Può una semplice parola affidata a inchiostro e carta infrangere il silenzio? Una pagina scritta è in grado di attraversare indenne non dico i secoli, ma almeno l’odio di oggi, per farsi accusa e memoria indelebile? È sensato scrivere nei tempi del genocidio, quando, secondo alcuni, ad Auschwitz il linguaggio avrebbe perso tre sue dimensioni costitutive: adeguatezza, significanza e, appunto, credibilità? È famosa l’affermazione sconsolata ma perentoria di Adorno: «Dopo Auschwitz, nessuna poesia, nessuna forma d’arte, nessuna affermazione creatrice è più possibile». Inutile aggiungere che anche il «parlare di Dio» ne è uscito un po’ malconcio e tutt’ora in grande difficoltà…
Questa è stata invece la speranza che ha animato e sorretto Etty Hillesum, una delle tante vittime della Shoah, giovane donna olandese che, come estrema forma di resistenza, affidò a undici quaderni, dall’8 marzo 1941 al 13 ottobre 1942, più un bel gruzzolo di lettere, le sue parole contro ciò che di pazzesco stava succedendo attorno a lei.
Secondo la Misnah e il Talmud, al tempo della creazione, ci fu un’estrema scheggia di tempo tra i sei giorni che dettero origine al mondo e l’inizio del riposo del primo sabato. In quel breve lasso di tempo, Dio creò ulteriori dieci cose, tra cui le lettere della scrittura. Colpisce allora la «vocazione alla scrittura» a cui Etty si sentì chiamata: una vocazione davvero «divina», «ispirata», la sua «grafomania», l’ansia, espressa più volte nel suo Diario, di trovare la parola «giusta», quella e solo quella che davvero potesse contenere il sentimento provato, l’esperienza che si sta vivendo, con verità e chiarezza. Una parola «buona», però, per non aumentare il saldo finale di odio. Ma di cercarla comunque e sempre, come se fosse un autentico imperativo morale o quella «franchezza di linguaggio» che l’apostolo Paolo avrebbe chiamata «parresia» (At 28,31).

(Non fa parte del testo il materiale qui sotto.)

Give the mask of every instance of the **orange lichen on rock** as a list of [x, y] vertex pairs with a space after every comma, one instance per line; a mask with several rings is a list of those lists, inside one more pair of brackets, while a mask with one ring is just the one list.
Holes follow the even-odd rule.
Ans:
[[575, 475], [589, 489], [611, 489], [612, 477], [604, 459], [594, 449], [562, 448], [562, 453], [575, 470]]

E questo colpisce tanto più che il nazismo stava piuttosto «violentando» il linguaggio, con termini insospettabili pur di dire e non dire cosa stava realmente succedendo: «sfoltimento» (Auflockerung), «soluzione finale» (Endlösung), «evacuazione» (Aussiedlung), «trattamento speciale» (Sonderbehandlung) e via dicendo. Del resto, sarcasticamente Buchenwald alla lettera significa «bosco di faggi», Birkenau «campo delle betulle»… Mentre, forse, il resto dell’Occidente da par suo faceva finta di non vedere, e quindi non ne parlava neppure. Non è già questa la prima forma di resistenza, il modo con cui «esserci» comincia a concretizzarsi? Dire «sì sì, no no» (Mt 5,37)? Racconta Hannah Arendt, nel famoso libro La banalità del male, che al processo Eichmann a Gerusalemme, un testimone asserì che al tempo della «soluzione finale» la cosa peggiore che potesse accadere a un essere umano era restare «innocente», e cioè non prendere in qualche modo posizione.

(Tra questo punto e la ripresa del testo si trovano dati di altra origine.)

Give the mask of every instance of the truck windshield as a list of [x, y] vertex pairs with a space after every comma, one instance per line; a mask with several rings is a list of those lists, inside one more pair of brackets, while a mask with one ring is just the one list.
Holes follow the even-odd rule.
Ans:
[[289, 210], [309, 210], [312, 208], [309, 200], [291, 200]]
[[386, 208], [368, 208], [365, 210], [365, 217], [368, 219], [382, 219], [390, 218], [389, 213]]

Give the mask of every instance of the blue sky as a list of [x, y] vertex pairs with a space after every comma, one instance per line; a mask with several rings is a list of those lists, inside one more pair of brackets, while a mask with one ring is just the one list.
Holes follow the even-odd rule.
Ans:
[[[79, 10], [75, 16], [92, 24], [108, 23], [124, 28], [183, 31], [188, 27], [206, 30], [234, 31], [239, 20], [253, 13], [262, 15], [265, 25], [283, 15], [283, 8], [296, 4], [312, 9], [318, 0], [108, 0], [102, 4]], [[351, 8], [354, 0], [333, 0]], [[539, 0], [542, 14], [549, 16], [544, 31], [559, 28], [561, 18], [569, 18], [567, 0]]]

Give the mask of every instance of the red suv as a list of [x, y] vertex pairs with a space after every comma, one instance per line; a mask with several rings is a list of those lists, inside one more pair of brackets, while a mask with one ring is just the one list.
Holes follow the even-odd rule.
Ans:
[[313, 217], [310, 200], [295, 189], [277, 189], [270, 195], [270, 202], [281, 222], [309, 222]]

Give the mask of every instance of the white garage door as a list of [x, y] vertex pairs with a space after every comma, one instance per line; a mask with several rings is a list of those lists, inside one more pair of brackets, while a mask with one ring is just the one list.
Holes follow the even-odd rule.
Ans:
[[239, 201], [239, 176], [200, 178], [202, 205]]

Eppure Etty, «nell’anno del Signore 1942, l’ennesimo anno di guerra» (Diario, 20 giugno 1942), riuscì a restare allo stesso tempo «innocente» e «presente», e forse a esserlo molto più di tanti. Qualcuno avrebbe potuto dire di lei che possedeva «la competenza dell’essere»: esserci in pienezza, non rassegnati né arresi, presenziare alla vita esteriore, perché contemporaneamente si è nella propria vita interiore. Esserci, decidendo in qualche modo persino di non sottrarsi all’eventualità di andare in campo di concentramento, o per lo meno di non fare nulla per evitarlo.

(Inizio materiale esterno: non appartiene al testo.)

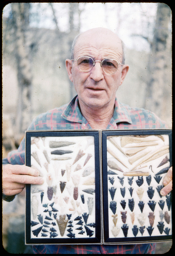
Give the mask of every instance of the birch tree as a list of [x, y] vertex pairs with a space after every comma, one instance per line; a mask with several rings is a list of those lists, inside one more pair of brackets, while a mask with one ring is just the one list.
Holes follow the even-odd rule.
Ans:
[[29, 23], [29, 4], [12, 3], [19, 87], [15, 125], [16, 131], [19, 133], [27, 129], [31, 119], [32, 75], [26, 38]]
[[149, 79], [145, 106], [145, 108], [151, 108], [158, 116], [165, 117], [167, 114], [167, 106], [169, 109], [171, 106], [171, 98], [167, 95], [171, 86], [167, 79], [171, 63], [171, 49], [168, 41], [171, 17], [169, 6], [158, 3], [154, 36], [151, 44]]

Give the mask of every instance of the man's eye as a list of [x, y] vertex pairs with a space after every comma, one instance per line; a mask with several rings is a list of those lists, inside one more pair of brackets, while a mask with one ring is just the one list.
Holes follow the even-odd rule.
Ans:
[[91, 60], [84, 60], [82, 61], [82, 63], [88, 64], [89, 63], [91, 63]]
[[104, 65], [106, 65], [107, 66], [114, 66], [114, 64], [112, 62], [110, 61], [104, 61]]

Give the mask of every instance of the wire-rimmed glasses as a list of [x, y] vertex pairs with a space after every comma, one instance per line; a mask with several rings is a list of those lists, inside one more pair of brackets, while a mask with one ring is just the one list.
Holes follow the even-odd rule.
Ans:
[[89, 72], [92, 69], [96, 62], [100, 62], [102, 70], [105, 74], [112, 75], [117, 71], [118, 65], [123, 65], [113, 59], [105, 59], [101, 61], [94, 60], [91, 57], [88, 56], [81, 56], [77, 59], [73, 59], [71, 60], [76, 60], [78, 69], [82, 72]]

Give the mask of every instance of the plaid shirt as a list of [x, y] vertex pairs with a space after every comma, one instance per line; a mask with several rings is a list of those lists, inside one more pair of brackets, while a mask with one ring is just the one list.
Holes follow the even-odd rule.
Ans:
[[[121, 103], [115, 99], [113, 117], [107, 129], [164, 129], [165, 124], [150, 111], [132, 108]], [[76, 96], [68, 104], [56, 108], [38, 116], [32, 122], [28, 130], [75, 130], [91, 129], [89, 124], [82, 115]], [[3, 164], [24, 164], [25, 163], [24, 138], [18, 149], [10, 152]], [[3, 199], [10, 201], [14, 196], [6, 196]], [[36, 254], [143, 254], [154, 253], [155, 244], [129, 245], [35, 245]]]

Perché ci vorrà ben qualcuno disposto alla fine a esserci, con le proprie mani per pregare e con i propri occhi scuri per vedere e raccontare (Diario, 11 luglio 1942). Con la propria penna e un foglio bianco da sporcare di parole, per intanto. Parole come filo spinato per «contenere» il male, ma anche come calda coperta perché… faccia meno male: «Dammi un piccolo verso al giorno, mio Dio, e se non potrò sempre scriverlo perché non ci sarà più carta e perché mancherà la luce, allora lo dirò piano, alla sera, al tuo gran cielo. Ma dammi un piccolo verso di tanto in tanto» (Diario, 24 settembre 1942).